Cette matinée du 11 août lui paraissait longue. Il était là, en face du pont de Seneffe, avant le jour; ses dragons, sur l’autre rive, occupent un moulin, patrouillent dans les buissons; les heures s’écoulent monotones ; pas un Français en vue.

Dès que Saint-Clas avait en quelque sorte éventé la présence et la marche de l’ennemi, il avait fait disparaître tous ses gens : grand’garde enfoncée dans un trou, vedettes très clairsemées, ne dépassant pas les crêtes, s’abri tant derrière les murs, les troncs d’arbres. Avec le tact et la finesse d’un officier de troupes légères, Condé était entré aussitôt dans le jeu de son lieutenant ; il se cache à côté de lui sur le promontoire de Belle, et ne montrera pas plus son monde que l’autre ne laisse voir ses éclaireurs.

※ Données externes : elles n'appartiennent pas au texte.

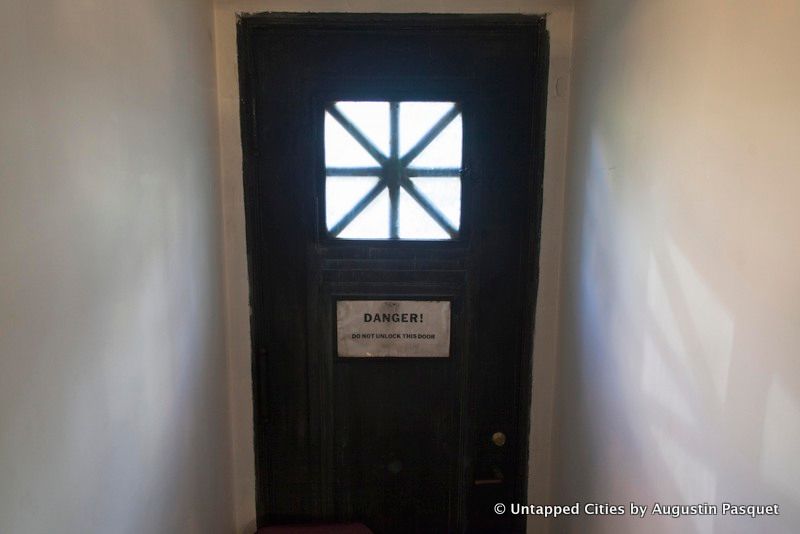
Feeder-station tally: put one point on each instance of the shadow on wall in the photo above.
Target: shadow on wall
(680, 378)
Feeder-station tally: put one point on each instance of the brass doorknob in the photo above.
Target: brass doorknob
(499, 439)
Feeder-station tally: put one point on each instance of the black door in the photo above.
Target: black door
(392, 169)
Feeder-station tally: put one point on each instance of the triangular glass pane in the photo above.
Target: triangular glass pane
(445, 195)
(417, 119)
(372, 223)
(444, 150)
(341, 149)
(342, 193)
(415, 223)
(371, 119)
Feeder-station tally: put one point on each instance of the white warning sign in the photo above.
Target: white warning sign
(393, 328)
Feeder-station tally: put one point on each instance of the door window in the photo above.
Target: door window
(393, 170)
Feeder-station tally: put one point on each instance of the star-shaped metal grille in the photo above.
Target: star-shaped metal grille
(394, 171)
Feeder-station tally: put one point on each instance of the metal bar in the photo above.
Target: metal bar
(450, 172)
(394, 170)
(354, 171)
(357, 135)
(429, 208)
(423, 143)
(357, 209)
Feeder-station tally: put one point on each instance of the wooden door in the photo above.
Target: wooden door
(340, 118)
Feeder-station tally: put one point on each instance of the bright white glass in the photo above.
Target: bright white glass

Les troupes qui, après leur sortie du camp, s’étaient rassemblées dans un pli de terrain près du château de Vandebeke[1], vont serpenter dans les vallons pour se rendre aux points que M. le Prince leur fait assigner par les officiers généraux. Nulle précipitation; les mouvemens sont calculés de telle sorte que tous arrivent à la fois, un peu avant dix heures, à leur poste de combat autour de Seneffe. C’est là l’heure opportune : attaquée plus tard, l’arrière-garde ennemie trouverait les chemins déblayés, se mettrait peut-être à couvert ; plus tôt, le gros de l’armée ne serait pas assez enfoncé dans les défilés, pourrait tenter un retour offensif. Quant à Saint-Clas, il va changer de rôle et repart avec ses cinq cents chevaux; par les ravins, les bois, il pousse droit dans la direction de Marimont; il ira, s’il le faut, jusqu’à Binche. C’est l’avant-garde des confédérés qu’il cherche. A peine

  1. Aujourd’hui transformé en ferme. L’enceinte maçonnée, la porte armoriée, la chaussée du pont, le fossé, existent encore.